Researches showed, that when a player keeps concentrated during his rest, by way of inner focus, his pulse will go down quicker than the pulse of a player who is not concentrated. In our case, the ability of the player to cut himself off from the electrical circuit that is “locking” his brain, is the factor that will influence the time of his getting back to court and the extent of his mental preparedness. This skill can be called the mental recovery ability.
How can we help the player?
The following discourse is not directed to players, who experienced this phenomenon only on several occasions, but for players who found this is a typical behavior pattern they are suffering from. These players should be aware of their tendency to “lock” their brain after making a mistake in the game. Such simple recognition can motivate the player to come to this agreement with his coach: “I made a mistake- replace me before I do the next one”. This way the player becomes part of the decision to seat him on the bench and can maintain his self confidence by saying: “The coach is keeping me from trouble”.
In this preliminary stage it will be easier for the player to cut off the electrical circuit, which has just been incited in his brain. While the player is staying at the bench, I am offering that he would adapt few action paths, which can help in cutting off the cycle of thinking and to return back to the game:
A. Diaphragmatic Breathing, exercised in 3-6 breaths pace as follows:
1. The player sits with his body loose and exhales through his mouth.
2. He inhales through his nose (The stomach becomes full and inflated a bit)

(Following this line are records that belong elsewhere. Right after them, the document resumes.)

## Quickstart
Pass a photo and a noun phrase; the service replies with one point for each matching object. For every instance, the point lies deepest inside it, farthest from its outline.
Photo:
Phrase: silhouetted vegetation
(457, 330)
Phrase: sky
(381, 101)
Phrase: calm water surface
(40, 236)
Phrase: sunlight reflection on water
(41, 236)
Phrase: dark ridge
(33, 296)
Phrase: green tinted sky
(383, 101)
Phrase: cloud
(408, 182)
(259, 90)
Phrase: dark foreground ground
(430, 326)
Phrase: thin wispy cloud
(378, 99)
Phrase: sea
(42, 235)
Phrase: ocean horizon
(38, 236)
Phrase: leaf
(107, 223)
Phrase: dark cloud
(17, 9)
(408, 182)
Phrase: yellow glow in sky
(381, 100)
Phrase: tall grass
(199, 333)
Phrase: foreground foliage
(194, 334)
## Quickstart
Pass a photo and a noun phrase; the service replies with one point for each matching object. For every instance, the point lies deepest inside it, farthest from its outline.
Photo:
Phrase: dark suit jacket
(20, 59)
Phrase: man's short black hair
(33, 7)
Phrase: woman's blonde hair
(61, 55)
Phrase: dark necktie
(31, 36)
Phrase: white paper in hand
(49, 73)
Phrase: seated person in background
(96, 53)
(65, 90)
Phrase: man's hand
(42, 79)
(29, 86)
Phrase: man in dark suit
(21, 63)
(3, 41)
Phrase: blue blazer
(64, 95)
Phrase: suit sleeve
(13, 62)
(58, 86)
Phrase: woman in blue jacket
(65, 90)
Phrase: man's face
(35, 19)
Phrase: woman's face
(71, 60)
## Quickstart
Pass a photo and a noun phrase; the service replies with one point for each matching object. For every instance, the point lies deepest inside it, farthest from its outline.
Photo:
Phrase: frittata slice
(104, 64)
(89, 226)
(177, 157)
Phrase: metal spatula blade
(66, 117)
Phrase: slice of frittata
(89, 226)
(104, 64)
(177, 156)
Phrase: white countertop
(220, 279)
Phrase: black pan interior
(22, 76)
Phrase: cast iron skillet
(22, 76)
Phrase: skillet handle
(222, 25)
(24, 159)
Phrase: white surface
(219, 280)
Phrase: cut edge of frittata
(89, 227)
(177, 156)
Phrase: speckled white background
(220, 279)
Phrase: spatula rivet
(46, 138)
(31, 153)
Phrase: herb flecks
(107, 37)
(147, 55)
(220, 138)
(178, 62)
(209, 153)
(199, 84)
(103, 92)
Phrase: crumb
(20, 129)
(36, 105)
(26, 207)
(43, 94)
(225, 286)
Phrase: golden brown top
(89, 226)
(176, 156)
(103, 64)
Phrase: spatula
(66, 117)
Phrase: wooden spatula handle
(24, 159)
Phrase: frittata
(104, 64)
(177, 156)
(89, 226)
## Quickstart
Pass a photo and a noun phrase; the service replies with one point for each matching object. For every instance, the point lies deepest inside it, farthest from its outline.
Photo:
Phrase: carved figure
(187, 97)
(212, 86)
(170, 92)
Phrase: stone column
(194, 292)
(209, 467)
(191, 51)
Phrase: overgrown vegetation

and while inhaling – counts in the heart to 3. He holds his breath one more second – then slowly releases the air from his mouth (The stomach is emptied and returns inside- while counting to 6).
The player repeats this action during a minute and a half.
By this way the player tempers the response to stress, and also by applying the count he keeps inner focus, that prevents external distractions and negative thoughts usually associated with these kinds of situations.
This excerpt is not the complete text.